US dispatches two top soldiers to discuss future of Syria safe zone
Turkey and the United States have intensified their bilateral military dialogue over the creation of a safe zone in northeastern Syria after the completion of their first combined patrol mission, the two countries’ military officials announced on Sept. 10.
A statement issued by the Turkish Defense Ministry said the U.S. military delegation, headed by Lt. Gen. Stephen M. Twitty — deputy commander of U.S European Command — and Lt. Gen. Thomas W. Bergeson — deputy commander of U.S. Central Command — would hold talks at the headquarters of the General Staff in the Turkish capital.
Activities for the formation of a safe zone in the northern Syria and east of River Euphrates are ongoing, the ministry added.

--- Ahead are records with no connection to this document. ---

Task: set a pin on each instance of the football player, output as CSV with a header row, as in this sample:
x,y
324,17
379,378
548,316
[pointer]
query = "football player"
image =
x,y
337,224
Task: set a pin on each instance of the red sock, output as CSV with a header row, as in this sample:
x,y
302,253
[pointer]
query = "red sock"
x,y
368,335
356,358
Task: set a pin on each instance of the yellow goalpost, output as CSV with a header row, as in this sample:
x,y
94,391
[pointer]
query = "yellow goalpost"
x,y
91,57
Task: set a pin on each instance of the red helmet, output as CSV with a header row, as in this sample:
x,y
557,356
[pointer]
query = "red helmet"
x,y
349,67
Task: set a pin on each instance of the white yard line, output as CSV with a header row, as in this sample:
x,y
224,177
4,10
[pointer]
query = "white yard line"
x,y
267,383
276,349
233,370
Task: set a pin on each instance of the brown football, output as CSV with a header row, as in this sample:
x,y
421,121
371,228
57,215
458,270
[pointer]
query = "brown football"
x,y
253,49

In a separate statement, EUCOM informed that the U.S. delegation was poised to discuss key topics related to the implementation of the northeast Syria security mechanism with the Turkish side.

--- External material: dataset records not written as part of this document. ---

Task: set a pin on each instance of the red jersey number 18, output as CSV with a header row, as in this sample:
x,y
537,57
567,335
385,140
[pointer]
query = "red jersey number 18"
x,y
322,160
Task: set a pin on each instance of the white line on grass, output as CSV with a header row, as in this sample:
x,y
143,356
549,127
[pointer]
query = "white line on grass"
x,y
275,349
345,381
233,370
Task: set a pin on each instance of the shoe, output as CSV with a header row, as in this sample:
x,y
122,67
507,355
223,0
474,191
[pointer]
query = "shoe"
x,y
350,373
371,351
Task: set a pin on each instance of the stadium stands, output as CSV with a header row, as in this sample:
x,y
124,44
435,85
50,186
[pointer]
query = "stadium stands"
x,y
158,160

“[They] will meet with their Turkish counterparts this week to discuss future support for the combined joint operations center [CJOC] and other key activities that support security mechanism progress and management,” it said.
“Coordination and consultation between the U.S. and Turkey are key to addressing Turkey’s legitimate security concerns in the region. The U.S. and Turkey are working together to rapidly implement the security mechanism and are on time or ahead of schedule in many areas,” it added.
The statement underlined that “continued success of the security mechanism will prevent ISIS [ISIL] from reemerging in northeast Syria and allow the Coalition and our SDF partners to remain focused on defeating ISIS.”
On Aug. 7, Turkish and U.S. military officials agreed to set up a safe zone in northern Syria and develop a peace corridor to facilitate the movement of displaced Syrians who want to return home. They also agreed to establish a joint operations center.
The agreement also envisaged setting up necessary security measures to address Turkey’s security concerns, including clearing the zone of the YPG, a group the U.S. has sometimes been allied with, over Turkey’s objections. Ankara considers the YPG a group with links to the PKK, designated as a terrorist organization by Turkey, the U.S. and the EU.
Although the two sides have organized a combined patrol mission in the safe zone, Turkey continues to urge the U.S. not to stall the process. President Recep Tayyip Erdoğan had warned of a unilateral military action into northern Syria if the U.S. does not sincerely and committedly act to set up a safe zone in the said enclave.